Kafeik asit fenetil ester (CAPE), propolisin önemli bir aktif bileşenidir. Propolis >300 aktif bileşen içerir, flavonoidler, fenolik asitler, fenolik asit esterleri, terpenoidler, steroidler ve amino asitler ana bileşenler arasındadır. CAPE’nin kardiyoprotektif özellikleri, kalp kası ölümünün azaltılması, antiaritmik aktivite, kalp krizi hasar boyutunun azaltılması ve anti-oksidan özelliklere sahip olmak üzere, hücre kültürü ve hayvan çalışmalarda rapor edilmiştir. CAPE’nin kardiyoprotektif eğilimi, özellikle antioksidan özelliğinden kaynaklanmaktadır [3]. 
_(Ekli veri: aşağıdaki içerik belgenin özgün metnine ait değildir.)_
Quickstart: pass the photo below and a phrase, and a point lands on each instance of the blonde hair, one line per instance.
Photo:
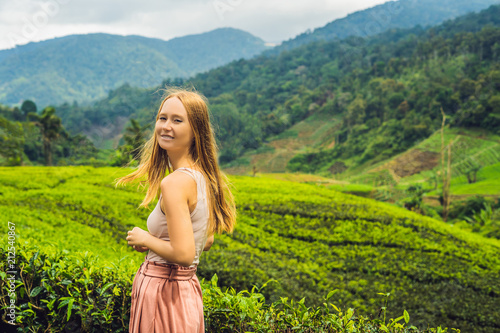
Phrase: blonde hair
(155, 161)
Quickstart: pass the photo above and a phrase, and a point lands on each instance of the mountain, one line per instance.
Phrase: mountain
(392, 14)
(86, 67)
(353, 102)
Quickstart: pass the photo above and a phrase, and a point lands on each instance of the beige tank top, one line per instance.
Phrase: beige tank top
(157, 222)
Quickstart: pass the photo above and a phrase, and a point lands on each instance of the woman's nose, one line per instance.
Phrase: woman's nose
(167, 124)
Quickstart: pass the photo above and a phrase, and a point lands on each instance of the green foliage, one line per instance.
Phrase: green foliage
(307, 238)
(62, 290)
(41, 139)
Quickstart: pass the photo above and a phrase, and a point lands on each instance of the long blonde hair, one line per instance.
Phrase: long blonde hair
(155, 161)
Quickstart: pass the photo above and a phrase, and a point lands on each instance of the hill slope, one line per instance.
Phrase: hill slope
(86, 67)
(308, 238)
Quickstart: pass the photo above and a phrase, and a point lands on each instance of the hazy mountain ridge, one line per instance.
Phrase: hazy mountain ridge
(392, 14)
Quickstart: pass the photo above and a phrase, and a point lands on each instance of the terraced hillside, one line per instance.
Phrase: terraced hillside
(308, 238)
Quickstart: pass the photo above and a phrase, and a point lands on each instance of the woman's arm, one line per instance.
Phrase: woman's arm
(208, 244)
(181, 247)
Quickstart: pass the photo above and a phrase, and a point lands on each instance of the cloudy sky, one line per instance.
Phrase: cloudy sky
(23, 21)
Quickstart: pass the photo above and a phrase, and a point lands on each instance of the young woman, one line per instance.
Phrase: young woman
(194, 203)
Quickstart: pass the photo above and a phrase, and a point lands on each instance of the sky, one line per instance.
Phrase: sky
(274, 21)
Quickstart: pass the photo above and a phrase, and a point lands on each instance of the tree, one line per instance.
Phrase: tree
(50, 128)
(135, 138)
(11, 141)
(27, 107)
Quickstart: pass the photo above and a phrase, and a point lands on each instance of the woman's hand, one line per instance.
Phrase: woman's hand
(137, 237)
(140, 248)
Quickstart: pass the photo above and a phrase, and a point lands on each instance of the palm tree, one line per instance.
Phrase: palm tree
(135, 138)
(50, 126)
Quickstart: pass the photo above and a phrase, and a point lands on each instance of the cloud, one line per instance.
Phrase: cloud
(22, 21)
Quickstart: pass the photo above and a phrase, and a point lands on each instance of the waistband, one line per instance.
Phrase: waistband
(167, 271)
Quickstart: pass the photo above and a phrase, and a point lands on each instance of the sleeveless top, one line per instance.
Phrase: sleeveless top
(157, 222)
Halk arasında damar sertliği olarak da bilinen ateroskleroz, damar iç katmanı arter tabakasının kalınlaşması ve yağ birikmesi anlamına gelmektedir. Ateroskleroz, dünya çapında hastalık ve ölümlerin ana nedenidir. Ateroskleroz, hiperlipidemi ve lipid oksidasyonunun sonucudur ve gelişmiş ülkelerde her zaman en önemli ölüm nedenlerinden biri olmuştur. Tüm damar sistemlerinin dahil edilebileceği ve damar içinde plak oluşumu ile karakterize edilen damar iç katmanı hastalığıdır [4]. 

Doğal kaynaklardan gelen antioksidanlar, kardiyotoksisitenin korunmasında yararlı olabilir.
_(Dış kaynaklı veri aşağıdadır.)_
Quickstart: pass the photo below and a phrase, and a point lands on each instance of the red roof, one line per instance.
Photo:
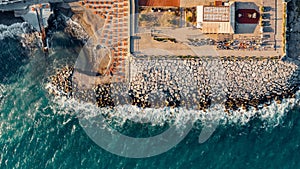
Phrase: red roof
(249, 16)
(160, 3)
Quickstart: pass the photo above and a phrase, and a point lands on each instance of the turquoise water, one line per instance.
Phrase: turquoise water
(37, 133)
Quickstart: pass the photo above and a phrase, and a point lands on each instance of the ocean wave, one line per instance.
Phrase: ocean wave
(15, 30)
(271, 115)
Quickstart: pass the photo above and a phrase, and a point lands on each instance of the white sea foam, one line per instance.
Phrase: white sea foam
(271, 115)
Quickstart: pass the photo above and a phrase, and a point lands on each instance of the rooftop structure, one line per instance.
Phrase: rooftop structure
(159, 3)
(216, 19)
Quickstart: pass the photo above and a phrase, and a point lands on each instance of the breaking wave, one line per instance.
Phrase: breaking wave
(271, 115)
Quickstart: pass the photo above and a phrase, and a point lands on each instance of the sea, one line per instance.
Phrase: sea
(39, 130)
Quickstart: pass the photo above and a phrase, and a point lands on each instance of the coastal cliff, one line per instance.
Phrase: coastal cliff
(195, 83)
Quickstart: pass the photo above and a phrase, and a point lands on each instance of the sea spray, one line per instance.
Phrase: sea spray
(271, 115)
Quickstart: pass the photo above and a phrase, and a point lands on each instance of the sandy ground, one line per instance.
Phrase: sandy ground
(8, 18)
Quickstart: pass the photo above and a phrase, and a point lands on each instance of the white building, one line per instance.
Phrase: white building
(216, 19)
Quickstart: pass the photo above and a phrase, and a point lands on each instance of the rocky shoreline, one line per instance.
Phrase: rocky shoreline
(196, 83)
(191, 83)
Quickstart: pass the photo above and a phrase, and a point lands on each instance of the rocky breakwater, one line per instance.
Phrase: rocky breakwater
(293, 31)
(193, 83)
(201, 82)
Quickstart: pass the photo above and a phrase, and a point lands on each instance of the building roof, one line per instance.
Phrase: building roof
(159, 3)
(216, 13)
(216, 19)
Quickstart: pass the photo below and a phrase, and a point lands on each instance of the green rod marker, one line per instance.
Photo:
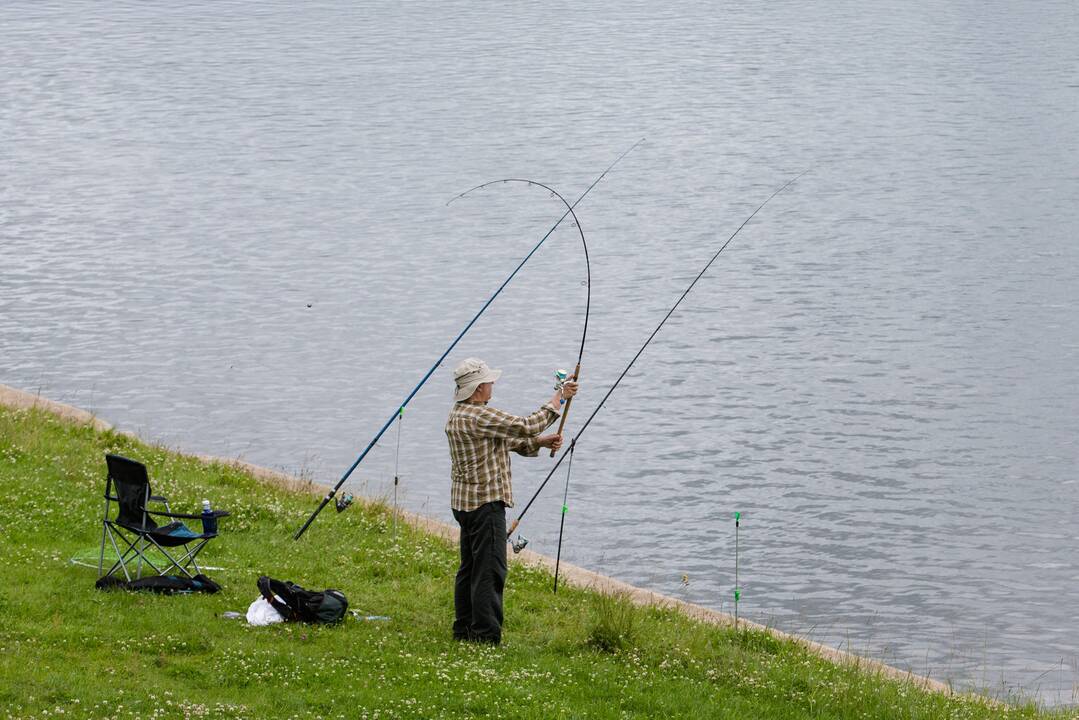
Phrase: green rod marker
(737, 586)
Fenolik asitlerin veya flavonoidlerin kimyasal özelliklerinin, fenolik hidrojenlerin hidrojen verici radikal temizleyicileri olarak temin edilebilirliği açısından, antioksidan özelliklerini öngördüğü iyi bilinmektedir. Bu nedenle zengin fenolik içeriğine sahip besinler tüketmek kalp sağlığının korunmasında faydalı olabilir [5].

REFERANSLAR

  • [1]. Daleprane, Julio & Abdalla, Dulcineia. (2013). Emerging Roles of Propolis: Antioxidant, Cardioprotective, and Antiangiogenic Actions. Evidence-based complementary and alternative medicine : eCAM. 2013. 175135. 10.1155/2013/175135.
  • [2]. Farooqui, Tahira & A. Farooqui, Akhlaq. (2010). Molecular Mechanism Underlying the Therapeutic Activities of Propolis: A Critical Review. Current Nutrition & Food Science. 6. 186-199. 10.2174/157340110792389136.
  • [3]. Pan, Defeng & Li, Dongye. (2014). Protective effect of caffeic acid phenethyl ester on myocardial injury due to anti-oxidant action. Anadolu Kardiyoloji Dergisi/The Anatolian Journal of Cardiology. 14. 10.5152/akd.2014.124317.
  • [4]. Rafieian-Kopaei M, Setorki M, Doudi M, Baradaran A, Nasri H. Atherosclerosis: process, indicators, risk factors and new hopes. Int J Prev Med. 2014;5(8):927-46.
  • [5]. Alyane, Mohamed & Wided, Kebsa & N Boussenane, H & Hassiba, Rouibah & Mesbah, Lahouel. (2008). Cardioprotective effects and mechanism of action of Polyphenols extracted from Propolis against Doxorubicin toxicity. Pakistan journal of pharmaceutical sciences. 21. 201-9.